Sunday Night Black Bean Chili

Sunday Night Black Bean Chili

Winter weekends at the lake typically have us arriving back home after sunset. This dinner is fast with an easy clean up. Sunday scaries seem to be a little more comforting with a quick hearty one pot meal to curl up with and watch Audrey Hepburn and William Holden in Sabrina.
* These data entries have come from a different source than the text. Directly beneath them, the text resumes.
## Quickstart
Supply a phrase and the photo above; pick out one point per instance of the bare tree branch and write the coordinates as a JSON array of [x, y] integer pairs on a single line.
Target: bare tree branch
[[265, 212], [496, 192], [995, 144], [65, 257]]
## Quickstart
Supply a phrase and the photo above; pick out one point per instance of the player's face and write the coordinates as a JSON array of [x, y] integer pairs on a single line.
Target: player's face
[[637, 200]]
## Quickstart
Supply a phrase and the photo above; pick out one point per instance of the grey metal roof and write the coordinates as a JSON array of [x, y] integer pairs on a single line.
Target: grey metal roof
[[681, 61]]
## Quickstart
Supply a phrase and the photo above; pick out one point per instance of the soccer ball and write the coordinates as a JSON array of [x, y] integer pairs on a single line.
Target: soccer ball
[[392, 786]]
The perfect way to ease into a new week, David Larrabee style.

  • 1.5 lb ground beef
  • 1 lb Italian sausage
  • 2 onions – chopped
  • 2 cloves garlic – chopped
  • 1-2 chipotle chili in adobo sauce
  • 1/4 tsp cocoa
  • 2 tbs chili powder
  • 2 tbs cumin
  • 1 tbs tomato paste
  • 4 oz can diced green chilies
  • 1 cup chicken stock
  • 2 26 oz cartons chopped tomatoes (Pomi)
  • 2 cans black beans
  • 1 can pinto beans
  • 1 tbs masa mixed with 1 tbs water
  • avocado, lime, grilled corn, shredded cheddar, cilantro – to garnish

In a dutch oven, brown Italian sausage and beef. Drain. Set aside.

Sauté chopped onion and chopped garlic until translucent.

Add chipotle chili, cocoa, chili powder, cumin, tomato paste, green chilies and cook 2 minutes.

Deglaze with chicken stock, add meat back in and cook a few minutes.

Add chopped tomatoes, beans, masa (mixed with water) and 1 cup of water. Season with salt and pepper. Simmer to infuse flavors.